For the second time in a week, a Latin American Supreme Court justice has denounced a left-wing authoritarian president. This time the country is Nicaragua – and this time the judge is calling the regime "a state of terror."
Rafael Solís is, or was, a justice on the Supreme Court of Nicaragua – a court considered a lapdog of leftist President Daniel Ortega. It’s the same Supreme Court that critics say trashed Nicaragua’s Constitution to let Ortega run for re-election as many times as he wants.
But Ortega’s increasingly brutal authoritarian rule was too much for even Justice Solís.

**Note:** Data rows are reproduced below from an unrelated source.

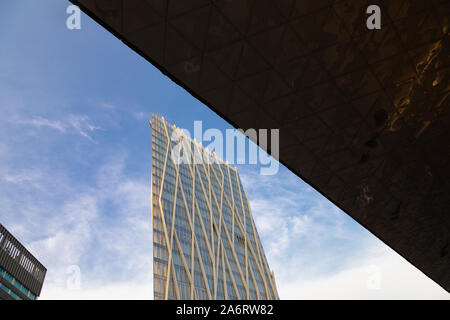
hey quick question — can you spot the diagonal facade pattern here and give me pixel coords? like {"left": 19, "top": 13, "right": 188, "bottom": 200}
{"left": 151, "top": 114, "right": 278, "bottom": 300}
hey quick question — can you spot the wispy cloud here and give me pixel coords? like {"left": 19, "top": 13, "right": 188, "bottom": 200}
{"left": 19, "top": 116, "right": 66, "bottom": 133}
{"left": 1, "top": 169, "right": 42, "bottom": 184}
{"left": 68, "top": 115, "right": 103, "bottom": 143}
{"left": 98, "top": 102, "right": 116, "bottom": 110}
{"left": 12, "top": 114, "right": 103, "bottom": 143}
{"left": 133, "top": 111, "right": 146, "bottom": 120}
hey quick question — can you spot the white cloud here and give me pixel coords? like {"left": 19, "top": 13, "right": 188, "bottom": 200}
{"left": 279, "top": 243, "right": 450, "bottom": 300}
{"left": 25, "top": 193, "right": 99, "bottom": 289}
{"left": 41, "top": 282, "right": 153, "bottom": 300}
{"left": 19, "top": 116, "right": 66, "bottom": 133}
{"left": 12, "top": 114, "right": 102, "bottom": 142}
{"left": 68, "top": 115, "right": 103, "bottom": 143}
{"left": 99, "top": 102, "right": 116, "bottom": 110}
{"left": 239, "top": 166, "right": 450, "bottom": 300}
{"left": 133, "top": 111, "right": 146, "bottom": 120}
{"left": 1, "top": 169, "right": 42, "bottom": 184}
{"left": 4, "top": 155, "right": 154, "bottom": 300}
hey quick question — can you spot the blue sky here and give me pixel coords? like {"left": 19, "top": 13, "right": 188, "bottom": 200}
{"left": 0, "top": 1, "right": 448, "bottom": 299}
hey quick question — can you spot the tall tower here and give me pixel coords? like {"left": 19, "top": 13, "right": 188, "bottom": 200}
{"left": 151, "top": 114, "right": 278, "bottom": 300}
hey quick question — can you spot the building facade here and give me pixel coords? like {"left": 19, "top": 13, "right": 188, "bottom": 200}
{"left": 151, "top": 114, "right": 278, "bottom": 300}
{"left": 0, "top": 224, "right": 46, "bottom": 300}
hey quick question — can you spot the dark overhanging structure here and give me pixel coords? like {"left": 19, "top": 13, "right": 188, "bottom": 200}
{"left": 69, "top": 0, "right": 450, "bottom": 293}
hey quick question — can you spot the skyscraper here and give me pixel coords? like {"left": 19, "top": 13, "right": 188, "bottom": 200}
{"left": 151, "top": 114, "right": 278, "bottom": 300}
{"left": 0, "top": 224, "right": 46, "bottom": 300}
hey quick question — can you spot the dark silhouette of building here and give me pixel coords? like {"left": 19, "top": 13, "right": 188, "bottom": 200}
{"left": 0, "top": 224, "right": 46, "bottom": 300}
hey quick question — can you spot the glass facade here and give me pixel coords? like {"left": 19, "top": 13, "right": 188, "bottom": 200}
{"left": 151, "top": 114, "right": 278, "bottom": 300}
{"left": 0, "top": 267, "right": 36, "bottom": 300}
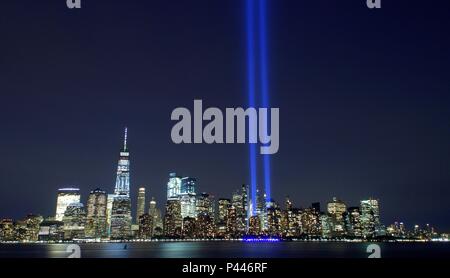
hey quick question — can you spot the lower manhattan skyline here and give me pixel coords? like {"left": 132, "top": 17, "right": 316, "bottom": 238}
{"left": 1, "top": 4, "right": 450, "bottom": 276}
{"left": 0, "top": 0, "right": 449, "bottom": 239}
{"left": 0, "top": 127, "right": 447, "bottom": 242}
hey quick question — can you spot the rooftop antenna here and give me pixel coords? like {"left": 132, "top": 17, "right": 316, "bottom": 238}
{"left": 123, "top": 127, "right": 128, "bottom": 150}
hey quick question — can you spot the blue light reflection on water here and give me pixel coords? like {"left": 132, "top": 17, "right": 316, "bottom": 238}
{"left": 0, "top": 242, "right": 449, "bottom": 258}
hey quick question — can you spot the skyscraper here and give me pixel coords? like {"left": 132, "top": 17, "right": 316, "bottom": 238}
{"left": 149, "top": 197, "right": 157, "bottom": 217}
{"left": 320, "top": 213, "right": 333, "bottom": 238}
{"left": 300, "top": 208, "right": 321, "bottom": 236}
{"left": 327, "top": 197, "right": 347, "bottom": 236}
{"left": 180, "top": 177, "right": 197, "bottom": 218}
{"left": 226, "top": 206, "right": 238, "bottom": 238}
{"left": 166, "top": 174, "right": 196, "bottom": 218}
{"left": 137, "top": 187, "right": 146, "bottom": 223}
{"left": 195, "top": 193, "right": 215, "bottom": 238}
{"left": 267, "top": 205, "right": 282, "bottom": 237}
{"left": 251, "top": 189, "right": 267, "bottom": 231}
{"left": 106, "top": 194, "right": 115, "bottom": 236}
{"left": 62, "top": 203, "right": 86, "bottom": 240}
{"left": 167, "top": 173, "right": 181, "bottom": 200}
{"left": 232, "top": 189, "right": 246, "bottom": 236}
{"left": 164, "top": 199, "right": 182, "bottom": 238}
{"left": 110, "top": 196, "right": 132, "bottom": 239}
{"left": 360, "top": 198, "right": 381, "bottom": 238}
{"left": 249, "top": 215, "right": 261, "bottom": 235}
{"left": 85, "top": 188, "right": 108, "bottom": 239}
{"left": 148, "top": 197, "right": 158, "bottom": 237}
{"left": 218, "top": 198, "right": 231, "bottom": 224}
{"left": 110, "top": 128, "right": 132, "bottom": 239}
{"left": 217, "top": 198, "right": 231, "bottom": 237}
{"left": 196, "top": 193, "right": 214, "bottom": 217}
{"left": 148, "top": 198, "right": 163, "bottom": 237}
{"left": 138, "top": 213, "right": 152, "bottom": 239}
{"left": 55, "top": 188, "right": 81, "bottom": 221}
{"left": 345, "top": 206, "right": 362, "bottom": 237}
{"left": 180, "top": 177, "right": 195, "bottom": 194}
{"left": 196, "top": 213, "right": 215, "bottom": 239}
{"left": 114, "top": 128, "right": 130, "bottom": 196}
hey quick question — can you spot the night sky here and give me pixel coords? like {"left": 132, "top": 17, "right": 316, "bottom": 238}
{"left": 0, "top": 0, "right": 449, "bottom": 231}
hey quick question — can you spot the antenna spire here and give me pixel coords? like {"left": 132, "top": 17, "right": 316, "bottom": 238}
{"left": 123, "top": 127, "right": 128, "bottom": 150}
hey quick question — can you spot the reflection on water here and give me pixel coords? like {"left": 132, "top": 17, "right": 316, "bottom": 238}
{"left": 0, "top": 242, "right": 448, "bottom": 258}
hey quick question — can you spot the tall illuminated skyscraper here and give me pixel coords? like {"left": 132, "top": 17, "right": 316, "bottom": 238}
{"left": 196, "top": 193, "right": 214, "bottom": 217}
{"left": 180, "top": 177, "right": 195, "bottom": 194}
{"left": 167, "top": 173, "right": 181, "bottom": 200}
{"left": 164, "top": 199, "right": 182, "bottom": 238}
{"left": 345, "top": 206, "right": 362, "bottom": 237}
{"left": 148, "top": 197, "right": 157, "bottom": 237}
{"left": 166, "top": 174, "right": 196, "bottom": 218}
{"left": 149, "top": 197, "right": 157, "bottom": 217}
{"left": 180, "top": 177, "right": 196, "bottom": 218}
{"left": 218, "top": 199, "right": 231, "bottom": 224}
{"left": 55, "top": 188, "right": 81, "bottom": 221}
{"left": 232, "top": 189, "right": 246, "bottom": 235}
{"left": 327, "top": 197, "right": 347, "bottom": 236}
{"left": 148, "top": 197, "right": 163, "bottom": 237}
{"left": 85, "top": 188, "right": 108, "bottom": 239}
{"left": 255, "top": 189, "right": 267, "bottom": 231}
{"left": 360, "top": 198, "right": 381, "bottom": 238}
{"left": 114, "top": 128, "right": 130, "bottom": 196}
{"left": 110, "top": 128, "right": 132, "bottom": 239}
{"left": 137, "top": 187, "right": 146, "bottom": 222}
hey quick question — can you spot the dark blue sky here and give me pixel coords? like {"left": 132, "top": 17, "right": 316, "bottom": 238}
{"left": 0, "top": 0, "right": 449, "bottom": 231}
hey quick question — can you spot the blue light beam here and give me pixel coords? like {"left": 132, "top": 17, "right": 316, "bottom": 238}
{"left": 258, "top": 0, "right": 271, "bottom": 204}
{"left": 246, "top": 0, "right": 258, "bottom": 216}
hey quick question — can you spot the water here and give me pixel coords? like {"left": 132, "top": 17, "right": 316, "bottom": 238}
{"left": 0, "top": 242, "right": 449, "bottom": 258}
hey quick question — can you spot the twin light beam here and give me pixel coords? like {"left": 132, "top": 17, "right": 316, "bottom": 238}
{"left": 246, "top": 0, "right": 271, "bottom": 216}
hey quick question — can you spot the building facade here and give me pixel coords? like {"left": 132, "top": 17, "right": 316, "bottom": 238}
{"left": 110, "top": 195, "right": 132, "bottom": 239}
{"left": 137, "top": 187, "right": 146, "bottom": 223}
{"left": 360, "top": 198, "right": 381, "bottom": 238}
{"left": 63, "top": 203, "right": 86, "bottom": 240}
{"left": 164, "top": 199, "right": 182, "bottom": 238}
{"left": 85, "top": 188, "right": 108, "bottom": 238}
{"left": 55, "top": 188, "right": 81, "bottom": 221}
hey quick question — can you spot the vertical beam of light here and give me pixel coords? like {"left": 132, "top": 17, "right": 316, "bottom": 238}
{"left": 258, "top": 0, "right": 271, "bottom": 204}
{"left": 246, "top": 0, "right": 257, "bottom": 216}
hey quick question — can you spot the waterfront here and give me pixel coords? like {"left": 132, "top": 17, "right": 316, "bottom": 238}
{"left": 0, "top": 242, "right": 448, "bottom": 258}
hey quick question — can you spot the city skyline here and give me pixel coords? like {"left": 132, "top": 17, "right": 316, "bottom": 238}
{"left": 0, "top": 0, "right": 449, "bottom": 232}
{"left": 0, "top": 128, "right": 446, "bottom": 240}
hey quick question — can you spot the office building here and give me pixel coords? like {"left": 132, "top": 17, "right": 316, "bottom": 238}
{"left": 85, "top": 188, "right": 108, "bottom": 238}
{"left": 63, "top": 203, "right": 86, "bottom": 240}
{"left": 164, "top": 199, "right": 182, "bottom": 238}
{"left": 110, "top": 195, "right": 132, "bottom": 239}
{"left": 137, "top": 187, "right": 146, "bottom": 222}
{"left": 55, "top": 188, "right": 81, "bottom": 221}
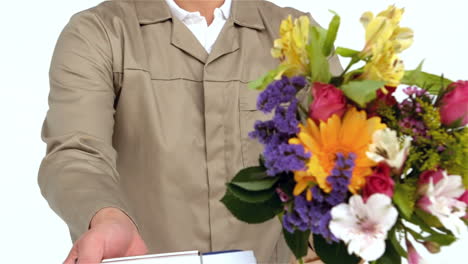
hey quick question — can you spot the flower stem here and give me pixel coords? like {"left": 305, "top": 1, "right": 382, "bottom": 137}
{"left": 297, "top": 102, "right": 310, "bottom": 123}
{"left": 298, "top": 103, "right": 309, "bottom": 116}
{"left": 340, "top": 57, "right": 359, "bottom": 78}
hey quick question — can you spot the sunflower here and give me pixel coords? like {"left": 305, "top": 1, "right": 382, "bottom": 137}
{"left": 289, "top": 107, "right": 386, "bottom": 200}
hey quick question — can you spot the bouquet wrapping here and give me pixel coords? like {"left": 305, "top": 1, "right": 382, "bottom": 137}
{"left": 221, "top": 5, "right": 468, "bottom": 264}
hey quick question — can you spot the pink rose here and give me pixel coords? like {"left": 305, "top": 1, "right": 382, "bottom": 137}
{"left": 418, "top": 169, "right": 444, "bottom": 185}
{"left": 362, "top": 163, "right": 394, "bottom": 201}
{"left": 439, "top": 80, "right": 468, "bottom": 126}
{"left": 309, "top": 82, "right": 347, "bottom": 122}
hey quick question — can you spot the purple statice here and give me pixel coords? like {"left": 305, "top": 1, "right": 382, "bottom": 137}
{"left": 272, "top": 99, "right": 300, "bottom": 135}
{"left": 290, "top": 76, "right": 307, "bottom": 87}
{"left": 256, "top": 76, "right": 307, "bottom": 113}
{"left": 263, "top": 143, "right": 310, "bottom": 176}
{"left": 282, "top": 195, "right": 313, "bottom": 233}
{"left": 282, "top": 213, "right": 295, "bottom": 233}
{"left": 282, "top": 152, "right": 356, "bottom": 242}
{"left": 282, "top": 194, "right": 338, "bottom": 242}
{"left": 325, "top": 152, "right": 356, "bottom": 206}
{"left": 249, "top": 120, "right": 277, "bottom": 145}
{"left": 249, "top": 122, "right": 291, "bottom": 147}
{"left": 249, "top": 76, "right": 308, "bottom": 177}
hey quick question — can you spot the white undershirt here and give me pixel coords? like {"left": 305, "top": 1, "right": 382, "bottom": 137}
{"left": 164, "top": 0, "right": 232, "bottom": 53}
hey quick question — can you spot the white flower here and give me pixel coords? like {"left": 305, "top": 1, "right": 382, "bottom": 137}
{"left": 420, "top": 172, "right": 467, "bottom": 237}
{"left": 329, "top": 194, "right": 398, "bottom": 261}
{"left": 366, "top": 128, "right": 411, "bottom": 170}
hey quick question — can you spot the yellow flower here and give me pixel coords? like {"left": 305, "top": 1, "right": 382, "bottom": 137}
{"left": 361, "top": 6, "right": 413, "bottom": 56}
{"left": 360, "top": 6, "right": 414, "bottom": 87}
{"left": 289, "top": 108, "right": 386, "bottom": 200}
{"left": 363, "top": 42, "right": 405, "bottom": 87}
{"left": 271, "top": 15, "right": 310, "bottom": 76}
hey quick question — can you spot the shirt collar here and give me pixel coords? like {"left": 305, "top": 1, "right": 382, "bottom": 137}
{"left": 218, "top": 0, "right": 232, "bottom": 19}
{"left": 135, "top": 0, "right": 265, "bottom": 30}
{"left": 164, "top": 0, "right": 232, "bottom": 22}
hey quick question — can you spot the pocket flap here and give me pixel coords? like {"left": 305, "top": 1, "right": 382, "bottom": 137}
{"left": 239, "top": 85, "right": 261, "bottom": 111}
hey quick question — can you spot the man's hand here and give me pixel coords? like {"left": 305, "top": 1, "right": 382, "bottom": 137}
{"left": 63, "top": 208, "right": 148, "bottom": 264}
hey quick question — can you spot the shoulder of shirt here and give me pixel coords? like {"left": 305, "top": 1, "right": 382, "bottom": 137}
{"left": 63, "top": 0, "right": 322, "bottom": 36}
{"left": 256, "top": 0, "right": 322, "bottom": 33}
{"left": 257, "top": 0, "right": 307, "bottom": 18}
{"left": 64, "top": 0, "right": 138, "bottom": 32}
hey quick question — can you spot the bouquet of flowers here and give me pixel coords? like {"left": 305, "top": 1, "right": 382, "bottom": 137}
{"left": 221, "top": 5, "right": 468, "bottom": 264}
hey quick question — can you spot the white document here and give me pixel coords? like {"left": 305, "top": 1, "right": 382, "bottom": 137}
{"left": 100, "top": 250, "right": 257, "bottom": 264}
{"left": 101, "top": 251, "right": 201, "bottom": 264}
{"left": 202, "top": 251, "right": 257, "bottom": 264}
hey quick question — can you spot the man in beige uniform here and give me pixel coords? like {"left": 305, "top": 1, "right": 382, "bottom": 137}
{"left": 38, "top": 0, "right": 341, "bottom": 263}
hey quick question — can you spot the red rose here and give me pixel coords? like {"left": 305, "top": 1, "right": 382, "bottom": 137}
{"left": 418, "top": 169, "right": 444, "bottom": 185}
{"left": 367, "top": 86, "right": 397, "bottom": 116}
{"left": 309, "top": 82, "right": 347, "bottom": 122}
{"left": 362, "top": 163, "right": 394, "bottom": 201}
{"left": 439, "top": 80, "right": 468, "bottom": 126}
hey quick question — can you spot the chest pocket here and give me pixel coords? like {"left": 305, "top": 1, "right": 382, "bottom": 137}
{"left": 238, "top": 84, "right": 272, "bottom": 168}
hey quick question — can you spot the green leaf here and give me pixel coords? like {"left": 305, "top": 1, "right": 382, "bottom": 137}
{"left": 409, "top": 212, "right": 441, "bottom": 234}
{"left": 404, "top": 222, "right": 455, "bottom": 247}
{"left": 393, "top": 180, "right": 418, "bottom": 220}
{"left": 322, "top": 11, "right": 340, "bottom": 57}
{"left": 401, "top": 62, "right": 453, "bottom": 95}
{"left": 389, "top": 228, "right": 407, "bottom": 258}
{"left": 414, "top": 209, "right": 443, "bottom": 228}
{"left": 406, "top": 226, "right": 424, "bottom": 240}
{"left": 283, "top": 229, "right": 311, "bottom": 260}
{"left": 341, "top": 80, "right": 386, "bottom": 108}
{"left": 308, "top": 26, "right": 331, "bottom": 83}
{"left": 230, "top": 166, "right": 279, "bottom": 191}
{"left": 375, "top": 240, "right": 401, "bottom": 264}
{"left": 248, "top": 72, "right": 269, "bottom": 90}
{"left": 227, "top": 183, "right": 275, "bottom": 203}
{"left": 313, "top": 234, "right": 361, "bottom": 264}
{"left": 248, "top": 65, "right": 293, "bottom": 91}
{"left": 335, "top": 47, "right": 360, "bottom": 58}
{"left": 220, "top": 189, "right": 282, "bottom": 223}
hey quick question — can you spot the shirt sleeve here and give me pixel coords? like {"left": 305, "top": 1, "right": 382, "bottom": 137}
{"left": 37, "top": 9, "right": 138, "bottom": 242}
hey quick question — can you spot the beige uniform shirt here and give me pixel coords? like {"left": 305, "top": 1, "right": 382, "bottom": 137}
{"left": 38, "top": 0, "right": 341, "bottom": 263}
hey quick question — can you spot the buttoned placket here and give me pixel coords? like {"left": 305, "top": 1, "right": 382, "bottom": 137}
{"left": 164, "top": 0, "right": 261, "bottom": 251}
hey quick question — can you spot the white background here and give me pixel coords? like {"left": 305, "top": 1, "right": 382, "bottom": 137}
{"left": 0, "top": 0, "right": 466, "bottom": 263}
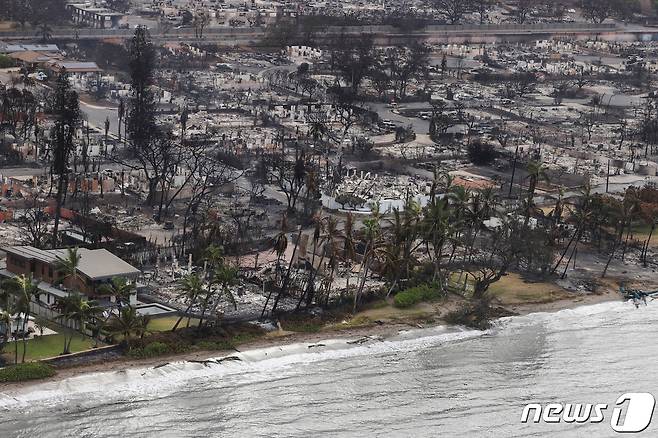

In a scorching resignation letter this week, Solís accused the president of turning Nicaragua into a “state of terror.” He said Ortega has used “bloodshed and fire” to crush protests demanding his resignation.
Human rights groups estimate Ortega’s security forces have killed more than 300 protesters in the past nine months, and journalists are being jailed. Solís said as a result Nicaragua is moving toward “total economic chaos” and “civil war.”
Earlier this week a justice of Venezuela’s Supreme Court – a bench considered a rubber stamp for socialist President Nicolás Maduro – defected to Miami. Christian Zerpa said he opposed Maduro’s unconstitutional re-election last year and his re-inauguration this week.